Parade, day of unity mark Lag B’Omer
Two major community events marked the relatively minor holiday of Lag B’Omer on April 28, bringing some bombast — and thousands of people — to local celebrations.
In Pico-Robertson, Pico Boulevard was transformed into a pedestrian’s paradise for Jews from across Southern California while Thousand Oaks welcomed people for a Jewish Day of Unity.
“The Great Parade” on Pico restricted the road to foot, bike and (lots of) stroller traffic between Doheny Drive and Livonia Avenue, organized by Rabbi Chaim Cunin’s Chabad of California along with more than a dozen other Chabads, the Jewish Journal and its parent company, TRIBE Media Corp.
Festivities kicked off at 10:30 a.m. with musical performances by Israeli artist and former “Les Misérables” Broadway performer Dudu Fisher, Sam Glaser, shofar musical artist David Zasloff and the Cheder Menachem Boys Choir.
Until late evening, Pico became a Jewish summer carnival, with families streaming in and out and clowns dancing in the streets. The sound of games filled the air, along with the smell of kosher eats.
Jonathan Abesera, who rode with two of his children on the Chabad SOLA (South La Cienega) parade float, said it felt like putting on a huge Jewish party in the center of Los Angeles.
“Look at this. It’s beautiful to see how we closed off the street,” Abesera said. “All the other people who are not even involved, who are not even Jewish — how impressed they are.”
The parade, which resembled a slice of kosher Mardi Gras in Pico-Robertson, featured bagpipes, 9/11 tribute cars, “Trinidad drummers” and even the inauguration of the world’s first “Mitzvah Cable Car,” a restored San Francisco cable car purchased by the Chabad of San Francisco and trucked into Los Angeles the night before the festival.
In Thousand Oaks, Chabad leaders from the Conejo Valley and Ventura County focused on ways to get the larger Jewish community to celebrate the holiday together.
“Two months ago, some of the Chabad centers around the Conejo Valley and Ventura County got to talking and discussed how in the past we all did our own events for Lag B’Omer in local parks,” explained Rabbi Dov Muchnik, who with his wife Racheli, serves as co-director of the Chabad of Oxnard. “However, because the theme of Lag B’Omer is Jewish unity, we realized this was the perfect occasion for all of our communities to get together.

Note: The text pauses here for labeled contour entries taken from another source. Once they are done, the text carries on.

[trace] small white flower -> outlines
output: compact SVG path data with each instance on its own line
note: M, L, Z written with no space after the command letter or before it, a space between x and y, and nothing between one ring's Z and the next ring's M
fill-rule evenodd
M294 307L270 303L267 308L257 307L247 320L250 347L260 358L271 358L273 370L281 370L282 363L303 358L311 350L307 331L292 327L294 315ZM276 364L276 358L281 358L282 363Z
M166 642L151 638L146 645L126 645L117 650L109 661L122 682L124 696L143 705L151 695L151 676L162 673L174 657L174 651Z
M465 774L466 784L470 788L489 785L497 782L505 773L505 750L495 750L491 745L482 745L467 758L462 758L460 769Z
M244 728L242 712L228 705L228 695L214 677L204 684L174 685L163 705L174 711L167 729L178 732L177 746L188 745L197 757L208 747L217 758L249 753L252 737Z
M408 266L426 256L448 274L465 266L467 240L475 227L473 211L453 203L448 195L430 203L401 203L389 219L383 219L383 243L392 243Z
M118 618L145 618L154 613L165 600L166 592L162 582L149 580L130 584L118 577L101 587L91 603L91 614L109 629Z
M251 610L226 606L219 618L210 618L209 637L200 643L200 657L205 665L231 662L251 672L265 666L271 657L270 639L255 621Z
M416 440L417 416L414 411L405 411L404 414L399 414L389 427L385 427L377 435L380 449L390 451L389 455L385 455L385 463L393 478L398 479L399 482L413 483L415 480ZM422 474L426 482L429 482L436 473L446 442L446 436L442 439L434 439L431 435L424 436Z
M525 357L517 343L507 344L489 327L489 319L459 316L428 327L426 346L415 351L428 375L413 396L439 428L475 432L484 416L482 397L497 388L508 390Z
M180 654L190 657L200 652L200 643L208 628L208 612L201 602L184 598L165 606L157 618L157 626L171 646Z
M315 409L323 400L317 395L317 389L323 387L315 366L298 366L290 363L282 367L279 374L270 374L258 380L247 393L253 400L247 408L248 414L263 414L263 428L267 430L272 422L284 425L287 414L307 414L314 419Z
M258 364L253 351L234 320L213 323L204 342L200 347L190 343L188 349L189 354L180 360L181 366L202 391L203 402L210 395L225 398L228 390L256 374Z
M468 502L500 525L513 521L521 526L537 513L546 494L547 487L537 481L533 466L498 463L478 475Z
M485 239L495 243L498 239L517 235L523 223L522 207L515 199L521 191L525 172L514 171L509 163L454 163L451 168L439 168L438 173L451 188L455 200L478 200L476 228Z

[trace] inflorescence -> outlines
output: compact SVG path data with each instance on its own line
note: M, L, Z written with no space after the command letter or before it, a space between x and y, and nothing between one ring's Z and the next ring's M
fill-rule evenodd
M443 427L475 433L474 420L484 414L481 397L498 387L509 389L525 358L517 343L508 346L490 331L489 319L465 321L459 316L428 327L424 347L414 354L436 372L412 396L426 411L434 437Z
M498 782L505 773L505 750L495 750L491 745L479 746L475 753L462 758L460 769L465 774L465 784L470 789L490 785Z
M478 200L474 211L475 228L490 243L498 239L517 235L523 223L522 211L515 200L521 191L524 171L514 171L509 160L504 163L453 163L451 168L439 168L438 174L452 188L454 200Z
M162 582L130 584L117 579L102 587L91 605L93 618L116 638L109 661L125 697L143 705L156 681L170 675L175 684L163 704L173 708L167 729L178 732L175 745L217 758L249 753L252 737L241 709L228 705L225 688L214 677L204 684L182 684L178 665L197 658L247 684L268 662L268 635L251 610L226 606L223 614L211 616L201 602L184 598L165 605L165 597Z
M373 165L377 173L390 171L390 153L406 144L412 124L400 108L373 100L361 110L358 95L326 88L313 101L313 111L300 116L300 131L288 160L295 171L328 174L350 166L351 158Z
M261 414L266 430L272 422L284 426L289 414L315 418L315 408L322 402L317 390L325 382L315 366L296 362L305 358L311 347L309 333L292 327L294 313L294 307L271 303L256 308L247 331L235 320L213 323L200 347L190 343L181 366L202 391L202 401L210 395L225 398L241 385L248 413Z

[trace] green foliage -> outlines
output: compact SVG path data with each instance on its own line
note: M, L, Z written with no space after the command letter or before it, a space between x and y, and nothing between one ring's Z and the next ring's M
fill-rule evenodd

The result was the first Jewish Day of Unity, held at Thousand Oaks High School, where people gathered to commemorate the 33rd day after Passover, which some say marks the end of an ancient plague and the passing of Rabbi Shimon bar Yochai.
“This event is not specifically Chabad,” said Devorah Heidingsfeld, an event organizer and co-director of Chabad of Moorpark. “Instead, we removed all the labels and made it just about Jews as a greater extended family.”
The Day of Unity, whose highlights included performances by the band Moshav and Chazzan Pablo Duek of Temple Etz Chaim, offered everything from a children’s choir and orchestra to fire jugglers. There was other typical festival fare, too: rides, food and vendors for products and services ranging from self-defense classes to international tour organizers.
Sylvia Wildfire, a Conejo resident since 1997, said the event made her proud to be part of the area’s Jewish community.
“The one thing I love is looking around and seeing so many people here,” she said. “This is amazing, to see different branches of the community coming out, supporting each other and interacting.”
Event co-organizer Auna Simon engaged children in arts and crafts, designing cards for Israeli soldiers to show their support for their efforts on behalf of protecting Israel.
As 5-year-old Michael Beck put his finishing touches on his portrait of an Israeli soldier, his mother, Miri Beck, said, “It is amazing to see so many people coming together to relax and enjoy the day as well as connect.”